Sales prospecting is something that all businesses, big and small, need to do. Too bad it’s considered the ‘ultimate chore’ among many, and something that a lot of salespeople seem to dread. Some companies find sales prospecting to be their biggest challenge entirely. On the other hand, some claim that it’s achievable in a mere two easy steps!
That being said, sales prospecting appears to be stuck in a rut and trundling down a wayward path. Methods used are often considered out of date, poorly researched, and sometimes simply warranting a one-way ticket to spam-ville. And unfortunately, salespeople are often charged with the task to simply ‘make more calls’ and ‘send more emails’, instead of understanding how to prospect more effectively. Here are some tips that we find really useful when embarking on the sales prospecting adventure!
Let’s take an email campaign for example, with your goal being to drive website traffic and conversions. You need to have a clear idea of who it is exactly that you want to engage with. Remember that your email list of prospects needs to be target specific. I say target specific because, in reality, throwing everything and the kitchen sink at a random list of ‘prospects’ suggests that you either don’t really know who your customers are, or you just like to partake in mass messaging in the hope that some people will listen…which isn’t a whole lot better than the former. Please don’t do that. Not only will this annoy people, but it can also potentially damage the integrity of your brand.
LinkedIn is often considered to be the best form of corporate networking; it’s sort of like Tinder for business, flicking through endless potential prospects to find the right job title that makes you want to swipe right…or in this case, hit ‘connect.’ But what many people don’t seem to utilise on LinkedIn is the ever growing community of members who are congregating in the very same place: the group discussions; the water cooler hangout of LinkedIn if you like. This is a great way to find some relevant prospects. For example, if you want to target a particular industry for a campaign, find a group centered around that industry instead of trawling through individual leads one by one on the main search screen. By involving yourself in group discussions, not only are you warming up new leads, you’re also promoting the company brand to help create potential inbound leads as well.
Right before you hit send, just take a moment to really evaluate your contacts, and consider whether they are the right person to be emailing. If you want to hit the inboxes of sales and marketing managers, there’s little value in sending an email to the HR director or head of Software Engineering in the hopes that they will pass on the message. You’re better off sending the email to firstname.lastname@example.org; at least there will be some poor customer service agent on the other end employed to acknowledge such emails. Ensure that you’re building relationships with the right people; don’t just send an email to anybody to try and get a foot in the door. More often than not, that door is going to stub your foot.

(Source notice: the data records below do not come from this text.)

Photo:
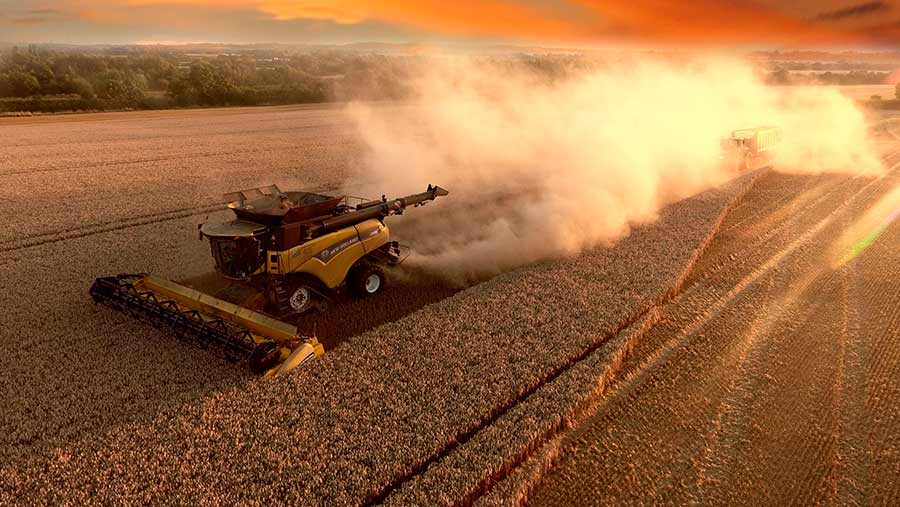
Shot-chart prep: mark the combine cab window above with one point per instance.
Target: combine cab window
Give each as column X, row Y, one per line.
column 237, row 258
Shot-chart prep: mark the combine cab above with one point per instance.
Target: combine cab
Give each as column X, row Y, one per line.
column 296, row 250
column 751, row 149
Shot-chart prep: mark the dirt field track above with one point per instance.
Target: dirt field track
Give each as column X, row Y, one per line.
column 742, row 349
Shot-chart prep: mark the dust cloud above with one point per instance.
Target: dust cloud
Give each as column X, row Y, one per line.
column 540, row 168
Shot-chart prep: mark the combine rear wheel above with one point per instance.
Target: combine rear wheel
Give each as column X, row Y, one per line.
column 367, row 280
column 294, row 296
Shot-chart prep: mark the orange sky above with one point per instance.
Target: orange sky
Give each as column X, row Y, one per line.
column 689, row 22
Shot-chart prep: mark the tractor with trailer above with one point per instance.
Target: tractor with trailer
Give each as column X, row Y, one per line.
column 296, row 250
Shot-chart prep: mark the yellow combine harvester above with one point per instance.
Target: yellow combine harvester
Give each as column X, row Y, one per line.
column 753, row 148
column 295, row 249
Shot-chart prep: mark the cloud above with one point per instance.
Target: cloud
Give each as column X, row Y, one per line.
column 571, row 22
column 853, row 11
column 28, row 21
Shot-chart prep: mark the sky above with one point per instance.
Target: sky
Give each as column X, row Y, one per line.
column 709, row 23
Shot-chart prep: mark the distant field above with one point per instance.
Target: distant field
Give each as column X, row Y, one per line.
column 861, row 92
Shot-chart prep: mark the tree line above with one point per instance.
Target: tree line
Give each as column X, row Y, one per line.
column 43, row 80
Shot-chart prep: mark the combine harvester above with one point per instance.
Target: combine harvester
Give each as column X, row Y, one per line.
column 293, row 249
column 751, row 149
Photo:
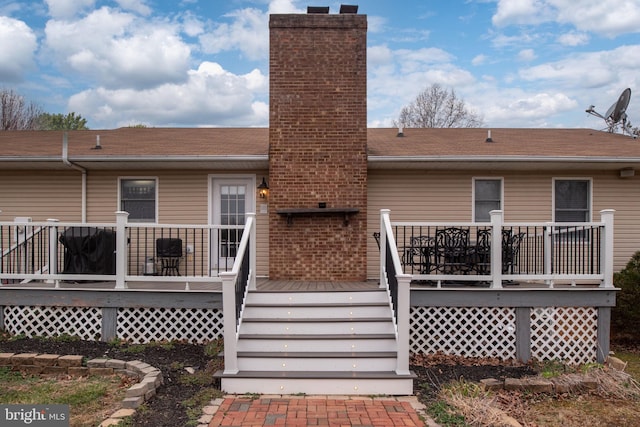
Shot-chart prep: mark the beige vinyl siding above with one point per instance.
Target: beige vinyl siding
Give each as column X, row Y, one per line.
column 447, row 196
column 182, row 199
column 41, row 196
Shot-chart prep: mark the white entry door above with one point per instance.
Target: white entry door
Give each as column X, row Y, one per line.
column 232, row 199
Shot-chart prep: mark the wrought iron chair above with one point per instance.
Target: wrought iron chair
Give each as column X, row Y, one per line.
column 420, row 254
column 452, row 253
column 510, row 250
column 169, row 253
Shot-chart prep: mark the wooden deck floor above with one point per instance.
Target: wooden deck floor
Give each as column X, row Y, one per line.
column 312, row 286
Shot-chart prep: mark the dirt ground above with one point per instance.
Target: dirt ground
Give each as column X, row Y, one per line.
column 167, row 409
column 164, row 409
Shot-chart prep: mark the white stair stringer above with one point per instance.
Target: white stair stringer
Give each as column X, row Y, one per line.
column 317, row 343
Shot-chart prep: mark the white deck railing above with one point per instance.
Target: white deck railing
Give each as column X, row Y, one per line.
column 523, row 252
column 53, row 252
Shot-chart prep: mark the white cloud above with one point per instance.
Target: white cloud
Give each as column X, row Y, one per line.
column 526, row 55
column 605, row 17
column 114, row 49
column 135, row 6
column 210, row 96
column 283, row 6
column 18, row 43
column 479, row 60
column 514, row 107
column 573, row 38
column 64, row 9
column 248, row 32
column 589, row 70
column 514, row 12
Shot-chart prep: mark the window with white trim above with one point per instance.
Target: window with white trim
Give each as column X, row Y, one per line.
column 138, row 198
column 487, row 196
column 572, row 200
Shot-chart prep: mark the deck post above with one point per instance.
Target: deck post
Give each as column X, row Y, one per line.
column 121, row 248
column 606, row 216
column 109, row 324
column 523, row 334
column 604, row 333
column 496, row 248
column 548, row 256
column 402, row 319
column 384, row 218
column 53, row 250
column 229, row 321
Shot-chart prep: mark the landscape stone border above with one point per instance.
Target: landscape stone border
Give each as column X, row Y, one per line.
column 567, row 383
column 149, row 378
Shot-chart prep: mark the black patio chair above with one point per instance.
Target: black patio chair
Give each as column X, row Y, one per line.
column 510, row 250
column 420, row 254
column 169, row 254
column 452, row 253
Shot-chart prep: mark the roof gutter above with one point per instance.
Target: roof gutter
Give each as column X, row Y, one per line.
column 549, row 159
column 65, row 160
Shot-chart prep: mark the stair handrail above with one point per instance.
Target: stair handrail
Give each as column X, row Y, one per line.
column 397, row 285
column 23, row 241
column 235, row 286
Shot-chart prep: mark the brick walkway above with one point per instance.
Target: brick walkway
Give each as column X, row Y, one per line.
column 330, row 411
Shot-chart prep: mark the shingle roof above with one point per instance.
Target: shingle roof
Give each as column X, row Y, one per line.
column 506, row 142
column 136, row 142
column 194, row 143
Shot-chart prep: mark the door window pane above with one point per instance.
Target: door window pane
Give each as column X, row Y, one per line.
column 232, row 210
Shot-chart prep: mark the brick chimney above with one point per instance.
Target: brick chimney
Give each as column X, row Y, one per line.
column 318, row 143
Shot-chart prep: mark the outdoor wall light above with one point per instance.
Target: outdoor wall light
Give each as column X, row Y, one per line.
column 263, row 189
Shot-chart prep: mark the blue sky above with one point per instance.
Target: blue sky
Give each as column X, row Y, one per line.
column 518, row 63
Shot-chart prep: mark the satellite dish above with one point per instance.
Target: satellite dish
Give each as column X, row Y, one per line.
column 619, row 111
column 616, row 113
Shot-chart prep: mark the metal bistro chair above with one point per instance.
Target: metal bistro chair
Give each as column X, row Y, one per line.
column 452, row 252
column 510, row 250
column 420, row 254
column 169, row 253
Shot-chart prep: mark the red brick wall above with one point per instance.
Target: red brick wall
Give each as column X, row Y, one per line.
column 318, row 139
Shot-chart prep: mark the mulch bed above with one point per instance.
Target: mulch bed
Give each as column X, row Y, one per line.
column 166, row 408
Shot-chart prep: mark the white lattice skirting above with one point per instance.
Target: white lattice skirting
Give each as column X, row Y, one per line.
column 463, row 331
column 31, row 321
column 135, row 325
column 568, row 334
column 142, row 325
column 564, row 333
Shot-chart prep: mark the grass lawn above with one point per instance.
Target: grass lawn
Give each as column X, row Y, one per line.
column 91, row 399
column 615, row 404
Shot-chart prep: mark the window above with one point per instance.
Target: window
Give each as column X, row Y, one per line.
column 138, row 197
column 572, row 200
column 487, row 196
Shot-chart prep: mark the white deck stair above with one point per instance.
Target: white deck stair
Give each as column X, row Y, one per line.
column 327, row 342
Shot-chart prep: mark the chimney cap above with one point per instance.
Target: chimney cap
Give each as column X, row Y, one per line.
column 347, row 8
column 317, row 9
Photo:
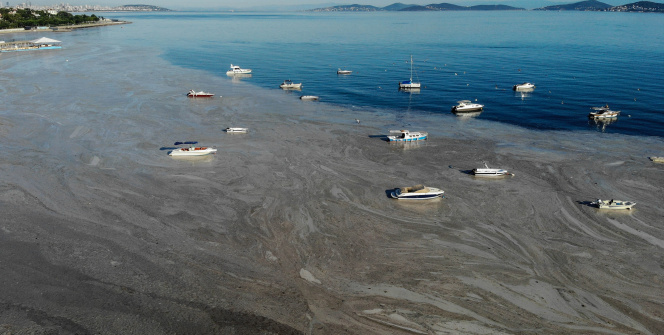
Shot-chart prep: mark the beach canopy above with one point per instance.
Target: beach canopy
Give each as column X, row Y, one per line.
column 44, row 40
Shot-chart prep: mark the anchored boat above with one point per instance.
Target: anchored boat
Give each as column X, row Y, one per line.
column 613, row 204
column 524, row 87
column 192, row 150
column 287, row 84
column 200, row 94
column 417, row 192
column 407, row 136
column 235, row 69
column 489, row 172
column 466, row 106
column 603, row 113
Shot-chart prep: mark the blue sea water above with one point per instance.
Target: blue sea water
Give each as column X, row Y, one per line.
column 577, row 60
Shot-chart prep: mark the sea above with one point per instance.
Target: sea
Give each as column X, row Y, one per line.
column 577, row 60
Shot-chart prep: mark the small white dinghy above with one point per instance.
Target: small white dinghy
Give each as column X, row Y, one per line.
column 524, row 87
column 235, row 69
column 192, row 151
column 489, row 172
column 417, row 192
column 613, row 204
column 290, row 85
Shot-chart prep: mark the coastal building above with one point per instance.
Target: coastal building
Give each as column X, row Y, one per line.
column 37, row 44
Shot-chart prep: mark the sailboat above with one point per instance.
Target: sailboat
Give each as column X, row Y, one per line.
column 409, row 84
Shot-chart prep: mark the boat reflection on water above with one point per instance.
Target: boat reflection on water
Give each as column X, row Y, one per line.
column 600, row 124
column 194, row 160
column 410, row 90
column 467, row 115
column 407, row 145
column 239, row 76
column 524, row 93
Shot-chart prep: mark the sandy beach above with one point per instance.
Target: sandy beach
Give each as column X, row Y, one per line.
column 288, row 229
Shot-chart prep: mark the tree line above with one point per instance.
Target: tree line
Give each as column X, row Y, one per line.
column 28, row 18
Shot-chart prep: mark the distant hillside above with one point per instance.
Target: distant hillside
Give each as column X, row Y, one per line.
column 440, row 6
column 494, row 7
column 397, row 6
column 583, row 5
column 588, row 5
column 348, row 8
column 146, row 8
column 411, row 8
column 641, row 6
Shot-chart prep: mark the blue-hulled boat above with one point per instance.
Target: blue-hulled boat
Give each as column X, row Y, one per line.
column 407, row 136
column 417, row 192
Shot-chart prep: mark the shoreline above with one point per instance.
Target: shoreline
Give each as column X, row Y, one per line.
column 63, row 28
column 288, row 227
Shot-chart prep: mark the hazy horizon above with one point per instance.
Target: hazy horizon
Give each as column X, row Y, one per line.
column 257, row 5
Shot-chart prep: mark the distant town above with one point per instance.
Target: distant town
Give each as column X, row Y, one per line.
column 589, row 5
column 85, row 8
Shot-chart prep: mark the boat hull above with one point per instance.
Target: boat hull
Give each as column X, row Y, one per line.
column 457, row 109
column 614, row 204
column 192, row 152
column 491, row 172
column 431, row 193
column 410, row 85
column 524, row 87
column 397, row 139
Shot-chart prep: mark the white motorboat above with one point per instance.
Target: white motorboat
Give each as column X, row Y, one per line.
column 287, row 84
column 489, row 172
column 466, row 106
column 235, row 69
column 417, row 192
column 407, row 136
column 309, row 97
column 410, row 84
column 199, row 94
column 603, row 113
column 524, row 87
column 613, row 204
column 192, row 151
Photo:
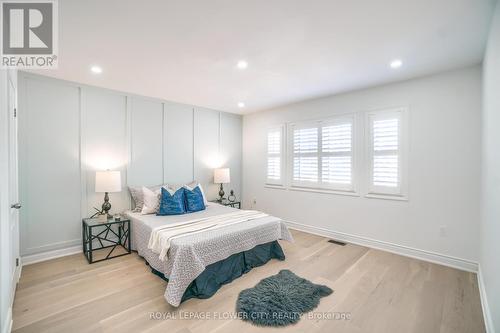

So you have your highly targeted list of prospects, and you know that every single person you’re about to email will actually want to hear from you. You’re sorted, right? Wrong. Without trying to sound like a broken record (I even hate seeing this point mentioned in blog posts), you need to make sure that what you’re sending to these time-constrained managers is going to grab their attention; email content is your royal flush. Try to include a video demonstration of your product or service. Some marketing tools might not allow you to embed a video into an email, in which case you can simply screen grab a still from the video and link it to the source of the file (we like to use Vimeo). By doing this, you can show your product/service in action, and let it literally sell itself. Finding and nurturing the prospect list is the hard part, so don’t let the fruits of your labor go to waste here!
Now you’re happy to hit ‘send’ and hold your breath for the results. But how long should you wait before following up with these leads? Some people wait for several open/click throughs before following up, but we think that’s too long. Why wait? If you’re using a tool like Hubspot or MailChimp and can see recipient activity in real time, then you should contact them straight away while it’s fresh in their mind. By waiting too long, that fantastic email you sent three days ago could now be sitting on page 4 of someone’s inbox and they have forgotten that you even exist. If you’re using a CRM system like Close.io or Salesforce, etc. then you can input your leads and easily keep track of which ones have and haven’t been followed up.
We agree that sales prospecting is time-consuming, but what rewarding effort isn’t? Sending out 200 emails to an unqualified list of companies won’t demonstrate the traditional open and click-through rates, as we all know how savvy we are when it comes to spotting those annoying emails from people who clearly haven’t done much groundwork. Wouldn’t it be far better to send out less emails to more targeted prospects by strategically utilizing LinkedIn and its group discussions, and thus contacting people who might actually want to buy your product/service? Good email content is sure to increase your click-through rate by miles, and by following up now rather than later, you’re much more likely to get that conversion you wanted. Talk about a fairy tale ending!